La città del veleno d'amore



Randagio solco le vie d’una città che m'ha già dimenticato.
La vita, che sale su da questa, non conosce più il mio nome.
M'aggiro, non visto, per arterie che snobbano la sinistra del petto.
Non dimentico, io non posso, il mio fantasma.
Quel sottile tratteggio. Quelle curve gentili. Quei sorrisi ricchi di tutto ciò che rende un uomo tale.
Carezze che rimettevano al mondo, accantonando la lavagna dei peccati.
La prima persona declinata al plurale.
E poi, di conseguenza, il dolore. La solitudine. Il veleno. I coltelli conficcati nel petto.

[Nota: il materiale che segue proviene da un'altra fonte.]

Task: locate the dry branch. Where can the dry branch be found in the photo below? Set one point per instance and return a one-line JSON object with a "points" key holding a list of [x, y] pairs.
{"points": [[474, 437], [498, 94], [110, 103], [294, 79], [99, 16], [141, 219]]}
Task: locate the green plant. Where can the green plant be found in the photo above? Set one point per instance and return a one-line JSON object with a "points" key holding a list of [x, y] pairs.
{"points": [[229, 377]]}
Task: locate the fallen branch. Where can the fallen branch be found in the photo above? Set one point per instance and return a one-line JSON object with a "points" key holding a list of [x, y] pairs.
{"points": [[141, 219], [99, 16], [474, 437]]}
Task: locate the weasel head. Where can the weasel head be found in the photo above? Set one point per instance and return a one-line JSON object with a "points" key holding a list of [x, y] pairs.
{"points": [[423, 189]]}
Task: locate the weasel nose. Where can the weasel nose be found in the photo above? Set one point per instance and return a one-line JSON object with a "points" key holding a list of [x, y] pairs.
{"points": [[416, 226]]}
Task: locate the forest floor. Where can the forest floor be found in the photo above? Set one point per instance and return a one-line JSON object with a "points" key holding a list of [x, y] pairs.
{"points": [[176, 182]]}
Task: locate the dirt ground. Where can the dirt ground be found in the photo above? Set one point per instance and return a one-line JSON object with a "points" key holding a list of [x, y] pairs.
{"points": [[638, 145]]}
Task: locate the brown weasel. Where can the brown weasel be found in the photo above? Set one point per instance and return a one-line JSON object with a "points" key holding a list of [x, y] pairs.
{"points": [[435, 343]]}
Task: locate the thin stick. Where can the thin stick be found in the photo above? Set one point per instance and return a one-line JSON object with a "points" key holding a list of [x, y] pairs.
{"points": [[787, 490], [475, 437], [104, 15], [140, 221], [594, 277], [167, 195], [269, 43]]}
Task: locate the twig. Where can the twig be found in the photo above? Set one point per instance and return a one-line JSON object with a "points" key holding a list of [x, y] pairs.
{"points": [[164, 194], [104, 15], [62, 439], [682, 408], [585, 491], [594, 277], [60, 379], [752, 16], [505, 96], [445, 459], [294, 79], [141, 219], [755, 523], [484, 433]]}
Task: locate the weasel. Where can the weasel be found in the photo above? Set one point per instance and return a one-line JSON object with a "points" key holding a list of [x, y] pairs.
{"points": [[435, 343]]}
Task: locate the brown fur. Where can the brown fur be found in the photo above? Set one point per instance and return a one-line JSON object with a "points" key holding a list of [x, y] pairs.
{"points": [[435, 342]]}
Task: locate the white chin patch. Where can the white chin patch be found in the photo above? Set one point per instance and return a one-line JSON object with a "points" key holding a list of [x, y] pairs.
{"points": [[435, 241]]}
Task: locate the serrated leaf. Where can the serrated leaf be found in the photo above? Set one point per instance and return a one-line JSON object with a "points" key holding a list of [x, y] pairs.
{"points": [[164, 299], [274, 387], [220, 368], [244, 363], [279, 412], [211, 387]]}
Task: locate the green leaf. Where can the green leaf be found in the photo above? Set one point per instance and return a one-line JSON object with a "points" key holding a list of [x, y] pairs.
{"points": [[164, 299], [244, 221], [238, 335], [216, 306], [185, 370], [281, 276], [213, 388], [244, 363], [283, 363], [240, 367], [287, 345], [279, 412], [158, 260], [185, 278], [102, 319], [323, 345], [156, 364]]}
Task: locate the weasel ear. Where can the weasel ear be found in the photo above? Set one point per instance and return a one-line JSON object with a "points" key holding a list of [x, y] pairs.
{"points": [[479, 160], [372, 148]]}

Un lungo corridoio concentrico.
Il capire. La ragione. L’accettazione. E il contrario di questi. E tutto il resto. E di nuovo, da capo.
Reietto spaesato in un Paese che bandisce coloro che amano.
In circolo nella città, essa mi sospinge oltre ma mai avanti.
Velenoso e confinato, uomo bandito, con una penna che urla solo ai sordi.
Il sole lo sa ma brilla e cala per poi risorgere come se niente fosse.
Il resto è omertà che parla un po’di tutti, cambiando colpevole a seconda del punto di vista.